Emma Goldman (1869-1940). A treize ans, ouvrière d’usine à Saint-Pétersbourg. Elle émigre aux États-Unis, où elle découvre l’autre face du « pays de la liberté ». Militante féministe et ouvrière elle est expulsée en 1919 au nom de la loi contre l’anarchie, malgré sa nationalité américaine. Elle se rend en URSS et rompt en 1921 avec Lénine et Trotski, après la canonnade contre les marins de Cronstadt. Après une longue errance, elle s’installe au Canada où elle meurt en 1940. Au total, plus d’un demi-siècle de luttes anarchistes.

Est-il possible que dans tous les États-Unis, seul le président soit mort aujourd’hui ?, s’exclame Emma Goldman en toisant les nombreux policiers et journalistes qui ont envahi sa maison. Le président américain Mc Kinley vient d’être assassiné par un immigré russe inconnu qui, soudainement propulsé sous les feux de l’actualité, s’est déclaré anarchiste. On veut donc connaître les impressions d’Emma sur cet évènement, enregistrer ses premières déclarations. Alors, insiste un journaliste, personnellement que pense-t-elle de cette mort qui attriste tous les États-Unis ? Il est certain, explique Goldman, que beaucoup d’autres personnes sont mortes aujourd’hui, peut-être dans la pauvreté et la misère, laissant parfois sans aucun soutien, les personnes qui dépendaient d’elles. Pour quelle raison devrais-je, selon vous, éprouver plus de tristesse pour la mort de Mc Kinley que pour celle de tous les autres ?.

LES MARTYRS DE CHICAGO

Léon Czolgosz en 1900.

Nous sommes en 1901. Lorsque Léon Czolgosz (puisque tel était son nom) tue le président américain, Emma Goldman a trente-deux ans et cela fait déjà longtemps qu’elle est bien connue de la police pour son infatigable activité d’agitation et de propagande anarchiste. Née à Königsberg (en Russie), puis allant vivre encore enfant à Pétersbourg avec toute sa famille, Emma avait connu une enfance difficile, à la fois dans une ambiance familiale dominée par la figure autoritaire et conformiste du père, et dans un contexte social caractérisé par une hostilité latente envers les juifs (sa famille était d’origine israélite).

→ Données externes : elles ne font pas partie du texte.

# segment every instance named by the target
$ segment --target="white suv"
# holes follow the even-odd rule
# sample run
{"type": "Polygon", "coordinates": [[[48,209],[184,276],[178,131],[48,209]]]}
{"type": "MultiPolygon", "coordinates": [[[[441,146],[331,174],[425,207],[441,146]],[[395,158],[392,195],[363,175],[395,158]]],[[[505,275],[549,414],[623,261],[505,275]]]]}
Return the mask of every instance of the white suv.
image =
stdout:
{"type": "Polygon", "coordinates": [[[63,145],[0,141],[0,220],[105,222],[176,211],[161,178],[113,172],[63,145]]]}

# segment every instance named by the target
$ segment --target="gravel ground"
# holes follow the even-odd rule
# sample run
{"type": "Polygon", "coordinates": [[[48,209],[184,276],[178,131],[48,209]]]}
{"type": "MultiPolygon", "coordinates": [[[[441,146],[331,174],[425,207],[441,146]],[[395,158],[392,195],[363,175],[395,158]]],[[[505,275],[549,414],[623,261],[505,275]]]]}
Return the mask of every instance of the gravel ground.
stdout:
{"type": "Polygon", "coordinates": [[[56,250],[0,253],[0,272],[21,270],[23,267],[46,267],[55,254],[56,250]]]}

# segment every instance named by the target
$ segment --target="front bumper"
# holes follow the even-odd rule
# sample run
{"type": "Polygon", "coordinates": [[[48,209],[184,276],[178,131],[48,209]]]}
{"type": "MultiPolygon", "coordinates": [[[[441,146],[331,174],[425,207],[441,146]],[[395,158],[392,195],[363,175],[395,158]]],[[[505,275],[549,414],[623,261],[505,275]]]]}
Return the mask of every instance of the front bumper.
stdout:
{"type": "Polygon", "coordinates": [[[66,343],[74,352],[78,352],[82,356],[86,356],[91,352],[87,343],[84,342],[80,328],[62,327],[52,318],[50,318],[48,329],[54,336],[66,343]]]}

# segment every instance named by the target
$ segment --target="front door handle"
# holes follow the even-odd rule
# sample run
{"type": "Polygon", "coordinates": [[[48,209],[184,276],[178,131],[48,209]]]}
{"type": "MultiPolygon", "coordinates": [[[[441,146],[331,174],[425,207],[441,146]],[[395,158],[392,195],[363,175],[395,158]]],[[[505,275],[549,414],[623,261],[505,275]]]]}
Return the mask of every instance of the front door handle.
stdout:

Lorsque sa sœur Hélène décide de partir en Amérique chercher travail et fortune, elle fait des pieds et des mains pour l’accompagner et y parvient. C’est donc en 1854, à peine âgée de 15 ans, qu’elle quitte la Russie et qu’après un interminable voyage en bateau, elle pose le pied sur le sol des États-Unis. Ces années-là, la vie sociale de cette immense confédération d’États, était particulièrement agitée. Soumise à une exploitation exacerbée et en butte à de très dures conditions de vie, la jeune classe ouvrière américaine prenait le mors aux dents : grèves, agitations, lock-outs, fusillades, accrochages avec la police et avec les jaunes, armés et payés par le patronat, etc.

Emma Goldman en 1886.

Peu de temps après son arrivée, la jeune immigrée russe, pleine d’enthousiasme et à la recherche d’elle-même, aura l’occasion, à travers la presse, de s’intéresser aux procès qui font suite aux évènements de Chicago (3 mai 1886) lorsque les travailleurs en grève et la police s’affrontèrent. Suite à la mort de quelques policiers, cinq anarchistes éminents, particulièrement connus et combattifs, avaient été arrêtés. L’objectif évident était de frapper et de stopper le mouvement d’émancipation des travailleurs.

La longue odyssée carcérale des cinq anarchistes fit retenir son souffle à toute l’opinion américaine (et pas à elle seulement) jusqu’au jour où le tribunal prononça le verdict infâme qui les condamnait à la pendaison. Celle-ci eut lieu le 11 novembre 1887.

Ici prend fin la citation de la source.